Option for statically allocated DMA buffer(s) for waveform generation in circular mode

clemenseder commented 1 month ago

Currently there are a larger number of buffers constantly allocated and de-allocated whenever the waveform is updated. This could be necessary for playing back a waveform, but this becomes very wasteful when dealing with simple periodic waveform generation (such as for a sine/cosine/triangle, etc.). For that only two fixed DMA buffers would suffice; one could switch the pointers between one or the other buffers for example when half of the buffer is reached, using an interrupt. The user does not even have to actively re-set the pointer in the interrupt service routine (not like for the Arduino Due)

// USER CODE BEGIN 1 
void HAL_DAC_ConvHalfCpltCallbackCh1(DAC_HandleTypeDef* hdac)
{
    ;//HAL_GPIO_TogglePin(GPIOB, GPIO_PIN_7);
}

void HAL_DAC_ConvCpltCallbackCh1(DAC_HandleTypeDef* hdac)
{
    g_dac_done = true; //global variable set, not necessary.
}
// USER CODE END 1

I think that the key for making this work is enabling the circular mode (see below).
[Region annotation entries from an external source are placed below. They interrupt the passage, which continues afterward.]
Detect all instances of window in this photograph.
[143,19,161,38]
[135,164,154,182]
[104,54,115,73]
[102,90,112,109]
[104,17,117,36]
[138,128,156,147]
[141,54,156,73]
This works well in the example code run on a STM32H747I-DISCO platform, but it would be nice if the Arduino_AdvancedAnalog API could be extended, allowing the user to start circular waveform generation. Once started, the MCU would not need to be engaged any longer. All the user would need to do is to declare and fill a buffer with a defined waveform and start a dedicated .begin method (or circular = true argument or similar).

I kindly ask you to consider this feature for implementation, or at least to start a discussion. I believe that such feature would be beneficial for many users.
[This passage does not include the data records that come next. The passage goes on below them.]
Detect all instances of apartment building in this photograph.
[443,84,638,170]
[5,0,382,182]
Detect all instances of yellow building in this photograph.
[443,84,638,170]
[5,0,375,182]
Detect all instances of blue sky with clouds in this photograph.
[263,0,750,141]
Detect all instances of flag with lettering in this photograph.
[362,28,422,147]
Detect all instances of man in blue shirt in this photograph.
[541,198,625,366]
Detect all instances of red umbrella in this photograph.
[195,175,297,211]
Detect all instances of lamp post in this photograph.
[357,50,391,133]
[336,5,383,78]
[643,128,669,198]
void HAL_DAC_MspInit(DAC_HandleTypeDef* dacHandle)
{

  GPIO_InitTypeDef GPIO_InitStruct = {0};
  if(dacHandle->Instance==DAC1)
  {
  /* USER CODE BEGIN DAC1_MspInit 0 */

  /* USER CODE END DAC1_MspInit 0 */
    /* DAC1 clock enable */
    __HAL_RCC_DAC12_CLK_ENABLE();

    __HAL_RCC_GPIOA_CLK_ENABLE();
    /**DAC1 GPIO Configuration
    PA5     ------> DAC1_OUT2
    PA4     ------> DAC1_OUT1
    */
    GPIO_InitStruct.Pin = DACch2_Pin|DACch1_Pin;
    GPIO_InitStruct.Mode = GPIO_MODE_ANALOG;
    GPIO_InitStruct.Pull = GPIO_NOPULL;
    HAL_GPIO_Init(GPIOA, &GPIO_InitStruct);

    /* DAC1 DMA Init */
    /* DAC1_CH1 Init */
    hdma_dac1_ch1.Instance = DMA1_Stream0;
    hdma_dac1_ch1.Init.Request = DMA_REQUEST_DAC1;
    hdma_dac1_ch1.Init.Direction = DMA_MEMORY_TO_PERIPH;
    hdma_dac1_ch1.Init.PeriphInc = DMA_PINC_DISABLE;
    hdma_dac1_ch1.Init.MemInc = DMA_MINC_ENABLE;
    hdma_dac1_ch1.Init.PeriphDataAlignment = DMA_PDATAALIGN_HALFWORD;
    hdma_dac1_ch1.Init.MemDataAlignment = DMA_MDATAALIGN_HALFWORD;
    hdma_dac1_ch1.Init.Mode = DMA_CIRCULAR;
    hdma_dac1_ch1.Init.Priority = DMA_PRIORITY_LOW;
    hdma_dac1_ch1.Init.FIFOMode = DMA_FIFOMODE_ENABLE;
    hdma_dac1_ch1.Init.FIFOThreshold = DMA_FIFO_THRESHOLD_FULL;
    hdma_dac1_ch1.Init.MemBurst = DMA_MBURST_SINGLE;
    hdma_dac1_ch1.Init.PeriphBurst = DMA_PBURST_SINGLE;
    if (HAL_DMA_Init(&hdma_dac1_ch1) != HAL_OK)
    {
      Error_Handler();
    }

    __HAL_LINKDMA(dacHandle,DMA_Handle1,hdma_dac1_ch1);

    /* DAC1_CH2 Init */
    hdma_dac1_ch2.Instance = DMA1_Stream2;
    hdma_dac1_ch2.Init.Request = DMA_REQUEST_DAC2;
    hdma_dac1_ch2.Init.Direction = DMA_MEMORY_TO_PERIPH;
    hdma_dac1_ch2.Init.PeriphInc = DMA_PINC_DISABLE;
    hdma_dac1_ch2.Init.MemInc = DMA_MINC_ENABLE;
    hdma_dac1_ch2.Init.PeriphDataAlignment = DMA_PDATAALIGN_HALFWORD;
    hdma_dac1_ch2.Init.MemDataAlignment = DMA_MDATAALIGN_HALFWORD;
    hdma_dac1_ch2.Init.Mode = DMA_CIRCULAR;
    hdma_dac1_ch2.Init.Priority = DMA_PRIORITY_LOW;
    hdma_dac1_ch2.Init.FIFOMode = DMA_FIFOMODE_ENABLE;
    hdma_dac1_ch2.Init.FIFOThreshold = DMA_FIFO_THRESHOLD_FULL;
    hdma_dac1_ch2.Init.MemBurst = DMA_MBURST_SINGLE;
    hdma_dac1_ch2.Init.PeriphBurst = DMA_PBURST_SINGLE;
    if (HAL_DMA_Init(&hdma_dac1_ch2) != HAL_OK)
    {
      Error_Handler();
    }

    __HAL_LINKDMA(dacHandle,DMA_Handle2,hdma_dac1_ch2);

  /* USER CODE BEGIN DAC1_MspInit 1 */

  /* USER CODE END DAC1_MspInit 1 */
  }
}

iabdalkader commented 1 month ago

Currently there are a larger number of buffers constantly allocated and de-allocated whenever the waveform is updated.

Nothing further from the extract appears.